You Could Run a ‘Penguin Post Office’ in Antarctica

Three new hires will spend five months living among gentoo penguins and sorting postcards at the world’s southernmost post office

Penguins and the post office
Penguins surround the post office at Port Lockroy, a British outpost on Goudier Island. Rob Oo via Wikimedia Commons under CC BY 2.0

Help wanted: Charity seeks hard-working, self-motivated individuals for temporary positions. Must be willing to relocate—and stomach the smell of penguin poop.

That’s the gist of the latest job descriptions posted by the U.K. Antarctic Heritage Trust, the organization that runs a famed “penguin post office” in Antarctica. The group is hiring three coveted positions for the upcoming Antarctic season, which runs from November 2024 to March 2025.

The post office is part of Port Lockroy, a historic British base on Goudier Island, near the Antarctic Peninsula. It’s the southernmost post office in the world, but despite its remote location, it processes up to 80,000 letters and postcards each season. These missives, in turn, are sent by the roughly 18,000 cruise ship passengers who stop by during summer in the Southern Hemisphere.

The trust oversees the site, which celebrated its 80th birthday last month. But the organization needs on-the-ground employees to sort mail, sell postage stamps, care for the aging buildings and run the small onsite gift shop. These staffers also have another important duty: counting the roughly 1,500 gentoo penguins that live in a colony at Port Lockroy.

The organization is looking for a base leader, a general assistant and a shop manager. Applicants must be residents of the United Kingdom.

Whoever lands the positions will be in for the adventure of a lifetime. After undergoing extensive training in the U.K. in August and September, they’ll deploy to Port Lockroy in late October or early November. Once they arrive, they’ll be mostly cut off from the outside world, as there’s very little phone and internet access on the island. They’ll also be sharing a bunk room with up to five other people throughout the season.

End-of-season review 2022-23

Port Lockroy has no running water, so staffers will have to be comfortable using a bucket instead of a toilet. They won’t be able to take baths or showers, except when passing cruise ships invite them onboard (and send them back to the base with a resupply of fresh food). Since the island is so small, they’ll have to make do without much alone time.

“Due to the terrain, it is not possible to go for a run or take a long walk if you need time on your own,” the application states. “Could you cope with being confined to a small island with four teammates for five months?”

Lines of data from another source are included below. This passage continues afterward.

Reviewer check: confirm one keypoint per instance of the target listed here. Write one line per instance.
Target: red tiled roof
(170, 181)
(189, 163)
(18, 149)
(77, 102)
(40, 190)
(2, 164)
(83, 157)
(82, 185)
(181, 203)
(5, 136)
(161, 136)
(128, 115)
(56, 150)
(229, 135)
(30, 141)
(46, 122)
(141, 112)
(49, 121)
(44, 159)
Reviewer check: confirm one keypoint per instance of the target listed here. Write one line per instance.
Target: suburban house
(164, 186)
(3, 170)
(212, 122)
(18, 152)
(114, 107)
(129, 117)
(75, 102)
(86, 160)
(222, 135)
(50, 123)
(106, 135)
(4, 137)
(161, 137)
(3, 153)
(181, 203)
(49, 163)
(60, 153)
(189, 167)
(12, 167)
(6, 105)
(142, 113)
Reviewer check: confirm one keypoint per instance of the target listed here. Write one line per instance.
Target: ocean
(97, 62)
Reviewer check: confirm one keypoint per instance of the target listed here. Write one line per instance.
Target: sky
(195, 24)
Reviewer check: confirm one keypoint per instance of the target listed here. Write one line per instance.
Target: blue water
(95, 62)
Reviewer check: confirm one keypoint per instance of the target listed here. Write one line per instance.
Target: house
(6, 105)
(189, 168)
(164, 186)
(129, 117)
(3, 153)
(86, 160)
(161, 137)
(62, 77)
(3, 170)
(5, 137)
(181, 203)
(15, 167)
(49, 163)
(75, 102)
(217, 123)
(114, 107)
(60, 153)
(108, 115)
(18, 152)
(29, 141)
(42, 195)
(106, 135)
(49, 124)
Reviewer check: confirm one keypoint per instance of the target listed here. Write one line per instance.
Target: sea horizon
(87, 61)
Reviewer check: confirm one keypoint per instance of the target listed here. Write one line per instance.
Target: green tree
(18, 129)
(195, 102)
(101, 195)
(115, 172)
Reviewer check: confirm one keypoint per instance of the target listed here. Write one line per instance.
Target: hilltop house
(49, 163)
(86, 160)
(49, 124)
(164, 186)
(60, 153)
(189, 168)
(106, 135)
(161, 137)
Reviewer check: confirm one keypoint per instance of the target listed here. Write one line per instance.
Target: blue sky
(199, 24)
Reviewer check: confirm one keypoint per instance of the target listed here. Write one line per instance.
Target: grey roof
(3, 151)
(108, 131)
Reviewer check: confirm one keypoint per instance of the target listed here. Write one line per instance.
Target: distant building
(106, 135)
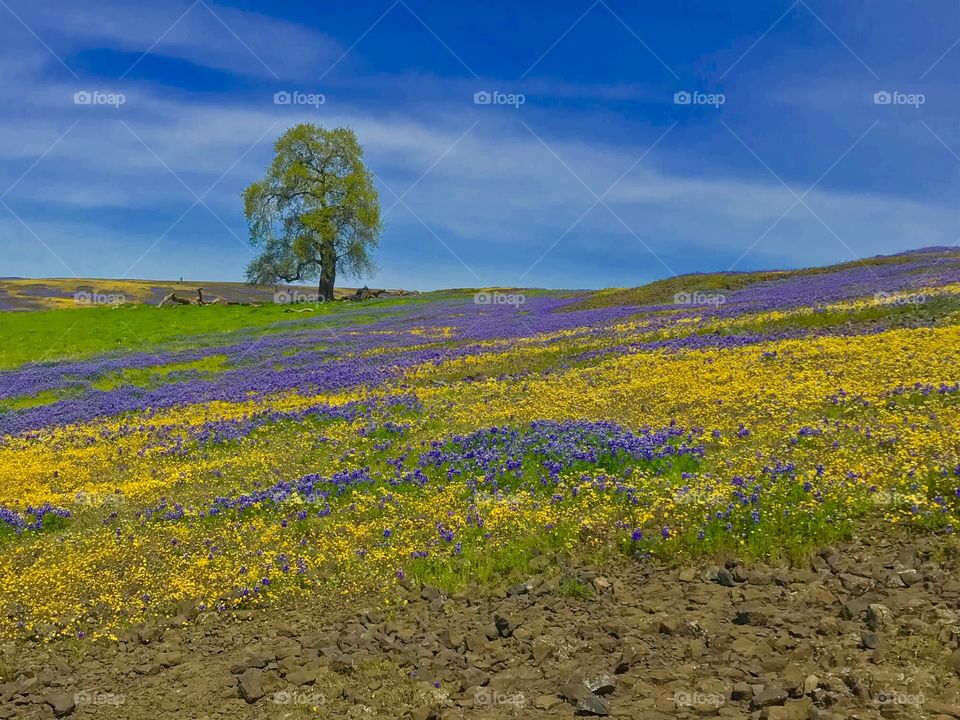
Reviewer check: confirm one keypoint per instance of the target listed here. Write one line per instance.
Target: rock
(250, 688)
(770, 695)
(542, 649)
(545, 702)
(343, 664)
(520, 588)
(430, 593)
(505, 625)
(427, 712)
(953, 662)
(450, 639)
(628, 658)
(62, 703)
(260, 660)
(753, 613)
(476, 643)
(301, 677)
(602, 684)
(792, 710)
(584, 701)
(878, 615)
(725, 578)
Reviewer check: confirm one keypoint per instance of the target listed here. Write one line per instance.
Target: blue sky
(599, 178)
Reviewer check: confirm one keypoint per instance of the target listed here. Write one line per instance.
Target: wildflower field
(450, 436)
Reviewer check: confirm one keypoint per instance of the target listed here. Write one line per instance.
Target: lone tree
(315, 211)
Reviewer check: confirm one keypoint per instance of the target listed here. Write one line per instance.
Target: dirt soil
(868, 629)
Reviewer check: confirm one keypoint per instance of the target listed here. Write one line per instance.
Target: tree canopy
(315, 212)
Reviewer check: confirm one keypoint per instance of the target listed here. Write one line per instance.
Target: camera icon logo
(882, 97)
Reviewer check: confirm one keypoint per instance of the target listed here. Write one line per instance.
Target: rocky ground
(864, 630)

The trust has staffed Port Lockroy since 2006. During the Covid-19 pandemic, the group shut down the site for two years, but eventually reopened it in 2022. For that first post-Covid season, around 6,000 people applied for the jobs—more than twice the number of applicants than in years past. Ultimately, the trust chose an all-woman roster.

During World War II, the British government sent a top-secret expedition team to Antarctica to set up strategic bases on Goudier Island, Deception Island and the tip of the Antarctic Peninsula. Their mission? To “deny safe anchorages to enemy raiding vessels” and gather meteorological data that might serve as useful intel for Allied shipping vessels sailing through the South Atlantic, according to the British Antarctic Survey.

Today, the charity that runs Port Lockroy has friendlier aims. The trust wants to preserve historic buildings and artifacts in Antarctica, with an overarching goal of helping future generations “discover, understand, value and protect this precious wilderness,” according to its website. In addition to Port Lockroy, the trust maintains five other historic sites on the Antarctic Peninsula.

The Port Lockroy jobs aren’t for everyone. But for individuals with the right skills and experience, the positions are a “unique opportunity to live in a landscape that makes you feel pure awe and wonder, where pioneering generations have gone before us, making groundbreaking discoveries about our planet,” Camilla Nichol, the trust’s CEO, tells Time Out’s Liv Kelly.